Plotting vector fields

Similar to the previous notebook, which plotted slope fields, this notebook contains an interactive element which plots a vector field. Into the box input a vector function of the variables $x$ and $y$ of the form $v(x,y) = (v_1(x,y), v_2(x,y))$

In [1]:

x,y = var('x,y')
@interact
def show_vector_field(xrange = slider(1, 10, .5, default = 3), yrange = slider(1,10, .5, default = 3), v = input_box((sin(x), cos(y)), label = '$v(x,y)$'), streamline = checkbox(False, label = "streamline plot")):
    if streamline: 
        show(streamline_plot(v, (x,-xrange, xrange), (y,-yrange, yrange)))
    else:
        show(plot_vector_field(v, (x,-xrange,xrange), (y,-yrange,yrange)))

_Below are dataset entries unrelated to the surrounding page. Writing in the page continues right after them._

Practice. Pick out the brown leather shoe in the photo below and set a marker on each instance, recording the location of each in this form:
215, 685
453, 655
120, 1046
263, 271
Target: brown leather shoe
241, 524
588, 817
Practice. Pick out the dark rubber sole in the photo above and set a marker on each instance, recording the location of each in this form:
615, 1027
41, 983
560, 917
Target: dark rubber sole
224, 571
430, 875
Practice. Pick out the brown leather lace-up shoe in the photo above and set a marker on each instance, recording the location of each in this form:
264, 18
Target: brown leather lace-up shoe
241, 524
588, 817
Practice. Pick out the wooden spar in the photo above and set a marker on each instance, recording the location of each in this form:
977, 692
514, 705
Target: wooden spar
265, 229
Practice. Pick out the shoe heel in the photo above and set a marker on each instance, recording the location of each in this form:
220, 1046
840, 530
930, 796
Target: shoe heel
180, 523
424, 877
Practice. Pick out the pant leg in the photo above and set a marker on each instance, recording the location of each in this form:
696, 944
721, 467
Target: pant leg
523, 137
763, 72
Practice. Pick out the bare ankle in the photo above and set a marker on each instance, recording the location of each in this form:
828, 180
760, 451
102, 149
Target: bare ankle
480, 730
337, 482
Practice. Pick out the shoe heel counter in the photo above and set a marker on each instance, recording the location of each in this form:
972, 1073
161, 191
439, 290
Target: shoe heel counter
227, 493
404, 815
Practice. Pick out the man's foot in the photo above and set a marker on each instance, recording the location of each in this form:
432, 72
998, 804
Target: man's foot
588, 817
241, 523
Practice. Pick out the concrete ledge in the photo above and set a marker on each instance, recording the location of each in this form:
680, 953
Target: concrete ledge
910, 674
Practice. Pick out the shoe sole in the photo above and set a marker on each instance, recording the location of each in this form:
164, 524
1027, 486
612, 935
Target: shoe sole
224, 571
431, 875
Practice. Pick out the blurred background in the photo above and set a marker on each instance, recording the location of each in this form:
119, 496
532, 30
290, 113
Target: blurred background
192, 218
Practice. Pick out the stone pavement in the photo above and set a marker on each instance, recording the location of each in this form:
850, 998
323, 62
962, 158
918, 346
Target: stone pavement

Plotting vector field with flow lines

If you see above, checking the "steamline" button produced a "streamline plot" with solutions curves. We can select a few initial conditions and plot them with the vector field below. Now instead of specifying only $y(0)$ as in the Slope_Fields notebook, we can specify a starting point. (Feel free to modify the other page to work in this more general situation!)

In [1]:

x,y = var('x,y')
@interact
def show_vector_field_curves(xrange = slider(1, 10, .5, default = 5), yrange = slider(1,10, .5, default = 5), v = input_box((x + y , x ^2 + 1), label = '$v(x,y)$'), ics = input_box([(1,1), (2,3), (-1,1)], label = "$(x(0), y(0))$")):
    g = plot_vector_field(v, (x,-xrange,xrange), (y,-yrange,yrange))
    g += streamline_plot(v, (x,-xrange,yrange), (y,-yrange,yrange), start_points=ics)
    g += point(ics, color='red', size = 20)
    show(g)

3D Vector Fields

We can also fairly straightforwardly generalize this to the next dimension we can visualize and plot 3d vector fields. Now

v(x,y,z) = (v_1(x,y,z), v_2(x,y,z), v_3(x,y,z))

has three components.

In [3]:

x,y,z=var('x y z')
@interact
def show_vector_field(xrange = slider(1, 10, .5, default = 3), yrange = slider(1,10, .5, default = 3), zrange = slider(1,10, .5, default = 3), v = input_box((-y,x, z), label = '$v(x,y,z)$')):
    show(plot_vector_field3d(v, (x,-xrange,xrange), (y,-yrange,yrange), (z, -zrange, zrange)))

In [7]:

show(latex(x^2))

\renewcommand{\Bold}[1]{\mathbf{#1}}x^{2}

In [0]: